Directly investing in shares will result in you owning part of the company, no matter how small your shareholding.  Any investor can buy shares in a PLC. 

PLC stands for a Public Limited Company. A similar abbreviation for the United States is INC, standing for incorporation.  A company that is a PLC has a proportion of its shares floated freely on the London Stock Exchange (LSE).

Investing in a company comes with ‘limited’ liabilities. You are not responsible for company losses, should they occur. 

Floating on the LSE (IPO)

When a company decides to ‘go public’, there is a dedicated day when they float on the exchange. This is when a proportion or the whole of the company is offered for purchase to the marketplace. It is called an IPO, an initial public offering. 

An IPO can attract a lot of interest from pension funds, hedge funds, professional and retail investors. 

There are a limited number of shares on offer. You may hear that the shares were ‘oversubscribed’ meaning that there were more investors willing to buy the stock than were available. 

Investing in single stocks

Like most ventures, there are pros and cons to investing in single stocks. With the right amount of research, you can find gems within the marketplace. 

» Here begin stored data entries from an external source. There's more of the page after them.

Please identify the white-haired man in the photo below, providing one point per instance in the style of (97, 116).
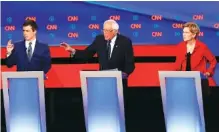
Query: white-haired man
(113, 50)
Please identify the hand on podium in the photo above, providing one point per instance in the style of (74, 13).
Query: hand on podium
(67, 47)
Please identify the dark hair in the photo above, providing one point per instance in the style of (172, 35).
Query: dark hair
(31, 23)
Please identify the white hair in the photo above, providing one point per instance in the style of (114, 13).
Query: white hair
(115, 25)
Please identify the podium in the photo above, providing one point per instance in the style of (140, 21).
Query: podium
(182, 101)
(103, 103)
(24, 101)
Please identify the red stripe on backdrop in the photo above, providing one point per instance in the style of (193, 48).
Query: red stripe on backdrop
(139, 50)
(68, 75)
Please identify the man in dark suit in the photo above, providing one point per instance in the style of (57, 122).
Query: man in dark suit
(29, 54)
(114, 51)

Although this can be financially rewarding, it can take substantial analysis to establish, what you believe to be, good value for a stock. Furthermore, you will need to monitor your portfolio, adjusting your investment levels when the outlook changes. 

For example, a lot of tech stocks like Amazon and Netflix performed well through the lockdown period that was caused by the outbreak of the coronavirus in 2020. 

In times of recessionary periods, the best companies to invest in are usually essential services. This includes your daily basics like healthcare, food (supermarkets), and clothing. Another inevitable requirement for some unfortunate souls is funeral services. Providers of alcohol also tend to prosper with ‘stay-at-home’ drinking increasing. You may need to rebalance your portfolio when the market dictates. 

Understanding accounts

Let us look at some basic information that you should analyse before setting an investment level for a stock. You are going to need to dig deep into the company accounts. This information is normally readily available on the company website, especially if it is FTSE100 stock. 

We are going to look at the FTSE100 leader, SHELL PLC (SHEL LSE).

When is the company next due to report?

Companies produce annual financial reports with income statements every three months. You should be aware of these dates and what is the estimated forecast for the report. A big beat or a big miss can have a substantial impact on the company’s share price. 

This information is readily available either on the company website or via a good charting package. Here we can see the next earnings report due for Shell on the 27th  of October 2022.